WASHINGTON — The Federal Housing Finance Board has eased restrictions on the Federal Home Loan Bank of Chicago to let members redeem certain stock, the agency confirmed Thursday.

In October the agency issued a cease-and-desist order against the bank that, among other things, barred it from redeeming capital stock from members without the written permission of Steve Cross, the director of the Finance Board's Office of Supervision.

Under a decision made during a closed session meeting on Wednesday, the agency approved the bank's request to redeem stock used to support new advance borrowings as long as capital requirements are maintained. It is unclear how much stock could be redeemed through the new authority, but in its first-quarter earnings report the bank said Mr. Cross had denied a request to redeem $8 million in stock connected to seven members.

Representatives of the bank were not immediately available for comment.

The Finance Board issued the cease-and-desist order after the Chicago bank's proposed merger with the Federal Home Loan Bank of Dallas collapsed in October. The Chicago bank has been plagued with dwindling earnings and risk management problems related to its mortgage program.

The cease-and-desist order also imposed capital requirements and dividend restrictions, and targets risk management and hedging policies. Those provisions of the order are unchanged by Wednesday's decision.

The move could prompt members of the Chicago bank to borrow more advances, secure in the knowledge that they can redeem their stock once the advances are repaid. The Finance Board's resolution Wednesday noted that the Chicago bank's "advance business has grown modestly since the imposition of the consent order but has not grown commensurately with the growth in advances at the other eleven Home Loan Banks."

In a letter to members on Monday, Matthew Feldman, the Chicago bank's chief executive, wrote that advances grew 15% in the first half of the year, to $34.7 billion.

The Finance Board's move may be an acknowledgement of sorts that the Chicago bank is making progress in its efforts to remain independent. Mr. Feldman was installed as the CEO in April, succeeding Mike Thomas, who resigned in the wake of the merger's failure.
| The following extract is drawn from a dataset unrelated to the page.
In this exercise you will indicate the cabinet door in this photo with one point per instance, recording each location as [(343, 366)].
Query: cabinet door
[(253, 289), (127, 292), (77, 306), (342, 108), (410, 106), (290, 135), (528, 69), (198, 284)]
Mr. Feldman has made dramatic changes to improve the Chicago bank's balance sheet. Most prominent among them was a decision in April to stop making purchases under the mortgage partnership finance program, though he was able to arrange for other Home Loan banks to make purchases through October.

He has also enhanced communications with members by writing letters explaining the bank's financial position before earnings reports are filed with the Securities and Exchange Commission.

Those changes appear to be taking root. In his letter on Monday, Mr. Feldman wrote that the bank's advance balance exceeded its mortgage holdings for the first time since 2002.

The Finance Board's resolution said the agency "believes that the expanded growth of the advances portfolio could contribute to the long term stability of the bank and benefit all members by allowing the bank to increase its current and retained earnings, which could in turn facilitate dealing with other challenges."

Still, challenges persist. Mr. Feldman wrote that the bank will post a $74 million second-quarter loss and expressed doubt that members will see a dividend for the rest of the year.

The Finance Board's decision could be its final regulatory action. The House approved legislation Wednesday that would abolish the agency and shift its regulatory functions to a new agency, which will also oversee Fannie Mae and Freddie Mac. The Senate is expected to quickly approve the legislation and President Bush has said he will sign it into law.